Benazir Bhutto, former Prime Minister of Pakistan, was assassinated today. She could have elected to stay away from her home country, living a life of luxury lecturing in Europe and the Americas. She chose to return to Pakistan to challenge the military rule of President Pervez Musharraf.

CNN reports: “Benazir Bhutto was the first female prime minister of Pakistan and of any Islamic nation. She led Pakistan from 1988 to 1990 and again from 1993 to 1996. In a September 26 interview on CNN’s “The Situation Room,” Bhutto said she expected threats against her life as she prepared to lead a push for the restoration of democracy in Pakistan.

“After military dictatorship an anarchic situation developed, which the terrorists and Osama (bin Laden) have exploited,” she told CNN’s Wolf Blitzer. “They don’t want democracy, they don’t want me back, and they don’t believe in women governing nations, so they will try to plot against me.

“But these are risks that must be taken.
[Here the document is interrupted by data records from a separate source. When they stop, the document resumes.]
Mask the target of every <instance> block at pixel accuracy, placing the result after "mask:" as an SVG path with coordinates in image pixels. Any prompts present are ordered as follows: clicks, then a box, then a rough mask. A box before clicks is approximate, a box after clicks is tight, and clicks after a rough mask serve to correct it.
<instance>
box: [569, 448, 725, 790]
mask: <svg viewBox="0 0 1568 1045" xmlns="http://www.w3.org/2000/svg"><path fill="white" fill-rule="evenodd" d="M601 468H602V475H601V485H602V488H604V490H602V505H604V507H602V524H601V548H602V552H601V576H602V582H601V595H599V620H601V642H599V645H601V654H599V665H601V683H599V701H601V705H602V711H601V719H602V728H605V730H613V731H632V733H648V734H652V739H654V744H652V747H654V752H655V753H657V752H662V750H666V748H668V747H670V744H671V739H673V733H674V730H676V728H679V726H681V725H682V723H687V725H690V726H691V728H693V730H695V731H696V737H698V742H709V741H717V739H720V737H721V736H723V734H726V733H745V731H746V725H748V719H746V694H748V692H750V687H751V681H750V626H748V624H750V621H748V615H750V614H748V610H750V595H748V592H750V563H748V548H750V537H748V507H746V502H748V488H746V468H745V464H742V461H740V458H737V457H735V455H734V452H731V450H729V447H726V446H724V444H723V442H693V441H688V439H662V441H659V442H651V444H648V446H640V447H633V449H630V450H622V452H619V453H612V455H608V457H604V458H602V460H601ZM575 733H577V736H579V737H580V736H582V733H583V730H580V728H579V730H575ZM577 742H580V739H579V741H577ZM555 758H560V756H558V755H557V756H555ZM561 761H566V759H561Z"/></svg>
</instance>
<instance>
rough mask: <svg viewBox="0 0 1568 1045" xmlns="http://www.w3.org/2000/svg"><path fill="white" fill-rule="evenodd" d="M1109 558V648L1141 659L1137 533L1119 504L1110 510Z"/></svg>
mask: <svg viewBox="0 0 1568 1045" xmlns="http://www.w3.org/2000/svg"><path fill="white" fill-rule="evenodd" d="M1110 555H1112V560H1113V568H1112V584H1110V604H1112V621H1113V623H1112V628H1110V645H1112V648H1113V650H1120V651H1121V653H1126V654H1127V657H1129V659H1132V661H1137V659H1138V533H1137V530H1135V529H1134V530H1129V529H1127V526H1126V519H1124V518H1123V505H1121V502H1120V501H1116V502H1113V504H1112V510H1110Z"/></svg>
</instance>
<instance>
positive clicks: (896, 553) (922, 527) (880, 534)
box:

I’m prepared to take them,” she said. Bhutto narrowly escaped injury on October 18 when a suicide bombing near her convoy in Karachi killed 126 people.

“Soon thereafter, I was asked by authorities not to travel in cars with tinted windows — which protected me from identification by terrorists — or travel with privately armed guards,” she wrote for CNN.com in November.

“I began to feel the net was being tightened around me when police security outside my home in Karachi was reduced, even as I was told that other assassination plots were in the offing.”

And yet she stayed.

I saw Benazir Bhutto speak at the Cambridge Union Society debating hall, in 1976 or 1977. She was finishing up her degree at Oxford, and even in her early 20s was considered a political world leader. I went to the Union Society debates for three years, and don’t remember another speaker as charismatic or compelling — although perhaps significantly, I can’t recall her topic. I’ve followed her rises and falls over the decades with interest, and now feel sad her life is over.

Maya Angelou said,

“I am convinced that courage is the most important of all the virtues.
Because without courage, you cannot practice any other virtues consistently.
You can be kind for a while; you can be generous for a while;
you can be just for a while, or merciful for a while, even loving for a while.
But it is only with courage that you can be
persistently and insistently kind and generous and fair.”

And Mark Twain wrote,

“Courage is not the absence of fear. It is acting in spite of it.”

She wasn’t perfect. But Benazir Bhutto was a courageous woman.